There is a misconception that veganism, plant-based diets are expensive and in that regard, the vegan food movement has a class issue. In reality, the vegan food movement is incredibly diverse and also misrepresented and so we need to acknowledge how media we consume funnels our worldview, the algorithms that curate a narrow version of ‘reality' that we receive and that have shaped our views so far. Açaí bowls are wonderful but that is not for everyone, you are either going to have the money or the interest for it or not and I think a lot of people are tired of that. I am more interested now in creating meals from the simplest of ingredients, beans, chickpeas, lentils, rice - accessible foods. I wanted to approach veganism with the cultural logic of pragmatism, with what is practical. Creating food that anyone could identify with. Because good food is the common ground between different cultures, case in point, the global ubiquity of avocado on toast. We all eat.
Make time for good food. Make your own soup.

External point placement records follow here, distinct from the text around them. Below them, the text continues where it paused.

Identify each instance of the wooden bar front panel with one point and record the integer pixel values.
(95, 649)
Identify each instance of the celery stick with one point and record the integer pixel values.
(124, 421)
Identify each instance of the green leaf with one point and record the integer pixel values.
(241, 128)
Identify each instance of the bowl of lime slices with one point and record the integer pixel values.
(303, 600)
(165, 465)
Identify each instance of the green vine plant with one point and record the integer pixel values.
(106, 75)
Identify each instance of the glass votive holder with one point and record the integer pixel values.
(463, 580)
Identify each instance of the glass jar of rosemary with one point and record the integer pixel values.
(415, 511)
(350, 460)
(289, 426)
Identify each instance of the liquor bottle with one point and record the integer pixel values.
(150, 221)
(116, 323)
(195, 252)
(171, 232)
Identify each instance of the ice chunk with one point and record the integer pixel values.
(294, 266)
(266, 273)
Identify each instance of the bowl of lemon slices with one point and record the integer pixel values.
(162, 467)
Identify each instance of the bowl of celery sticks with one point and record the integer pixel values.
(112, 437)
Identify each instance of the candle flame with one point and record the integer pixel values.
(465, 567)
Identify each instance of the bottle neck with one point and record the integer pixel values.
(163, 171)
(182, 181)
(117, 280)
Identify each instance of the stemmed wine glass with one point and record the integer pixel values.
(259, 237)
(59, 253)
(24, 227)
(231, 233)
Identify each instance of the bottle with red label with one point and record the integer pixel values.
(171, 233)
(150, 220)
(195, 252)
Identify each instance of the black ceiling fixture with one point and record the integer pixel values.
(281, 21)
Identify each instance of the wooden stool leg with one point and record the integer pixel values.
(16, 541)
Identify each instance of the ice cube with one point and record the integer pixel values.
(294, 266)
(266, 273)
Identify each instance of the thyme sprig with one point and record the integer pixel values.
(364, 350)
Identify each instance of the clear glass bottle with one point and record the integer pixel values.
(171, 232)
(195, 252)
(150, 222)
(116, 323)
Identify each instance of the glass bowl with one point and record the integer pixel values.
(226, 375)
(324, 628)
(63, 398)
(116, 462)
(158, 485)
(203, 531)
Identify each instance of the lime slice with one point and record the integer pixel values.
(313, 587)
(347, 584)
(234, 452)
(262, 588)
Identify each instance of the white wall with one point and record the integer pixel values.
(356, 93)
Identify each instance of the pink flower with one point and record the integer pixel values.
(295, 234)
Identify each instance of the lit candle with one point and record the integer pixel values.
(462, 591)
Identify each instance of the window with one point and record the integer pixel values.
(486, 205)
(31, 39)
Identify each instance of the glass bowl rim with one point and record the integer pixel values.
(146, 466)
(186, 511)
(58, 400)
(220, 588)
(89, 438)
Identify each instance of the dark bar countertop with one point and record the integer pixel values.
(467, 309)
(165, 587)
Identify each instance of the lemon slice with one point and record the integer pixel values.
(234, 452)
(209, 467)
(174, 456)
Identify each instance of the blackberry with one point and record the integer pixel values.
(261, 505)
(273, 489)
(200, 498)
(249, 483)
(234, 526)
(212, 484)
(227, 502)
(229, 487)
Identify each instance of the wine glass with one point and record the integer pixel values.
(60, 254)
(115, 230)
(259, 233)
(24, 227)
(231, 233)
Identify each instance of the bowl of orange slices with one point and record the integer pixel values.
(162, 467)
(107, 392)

And it is Jonathan Kauffman’s “Hippie Food”, that will deepen your understanding of culture, of how 1960s unconventional food movements and counterculture brought health food faddism; ethical vegetarianism; and a post- ”Silent Spring” critique of industrialised food and farming to the mainstream. Much of the food that dominates our culture today; tofu, tempeh and avocado sandwiches were radical novelties before 1970. Vinyl has also experienced a similar resurgent interest. This counterculture transformed much more than; it also changed the way we grow our food and how we think about purchasing and consuming it. Frances Moore Lappe’s “Diet for a Small Planet”, originally published in 1971 writes that the problem “wasn’t how much food the earth could produce, it was what we did with it”. And much of that narrative today is centred on waste, on the inefficiencies of animal agriculture and that our eating has moral, ethical and political implications - that we can change the world by changing the way we shop, cook and eat.